Что вновь возникающие институты, как скоро они не состояли в частной собственности, вместе с самым их основанием получали права юридического лица без какого-либо специального акта концессии им этих прав со стороны государственной власти, в этом не может быть никакого сомнения. Было бы напрасным трудом отыскивать в источниках следы такого концессионного акта, которым бы усвоялись тому или другому религиозному институту права юридического лица. Но вопрос в том, было ли само основание церкви или богоугодного заведения только актом воли частного лица или этому акту давалась публичная санкция, в которой одновременно содержалось и дозволение существования, и предоставление основываемому учреждению прав юридического субъекта?

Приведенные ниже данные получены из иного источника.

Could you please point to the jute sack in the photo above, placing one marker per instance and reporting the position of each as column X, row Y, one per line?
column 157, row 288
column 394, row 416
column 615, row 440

В отношении к богоугодным заведениям в особенности этот вопрос возбуждал споры, так как для многих казалось и кажется возможным возникновение института прямо из дарственного или из завещательного акта частного лица. Между тем источники решительно не благоприятствуют этому взгляду. Относительно церквей и монастырей в законодательстве Юстиниана мы находим следующее положение: желающий устроить церковь, молитвенный дом или монастырь не иначе может начать устроение, как после совершения молитв и водружения креста местным епископом; начавший же устроение нового молитвенного дома или возобновление старого, а по смерти начавшего его наследник, всеми способами принуждаются докончить дело со стороны местного епископа и гражданского магистрата; в случае несоблюдения указанного требования относительно личного присутствия и благословения епископа учреждается не дом молитвы, а недозволенный вертеп; воспрещается равным образом учреждать богослужение в частном доме без участия подчиненных епископу духовных лиц, иначе само здание вместе и с землей, на которой оно находится, виндицируется церкви епископом, экономом и местным гражданским магистратом[599]. Таким образом, епископ, сообщающий религиозную санкцию основываемому учреждению, дает ему вместе с тем и публичную санкцию по воле императора, каковая санкция в случае надобности может быть поддержана в силе и гражданским магистратом[600].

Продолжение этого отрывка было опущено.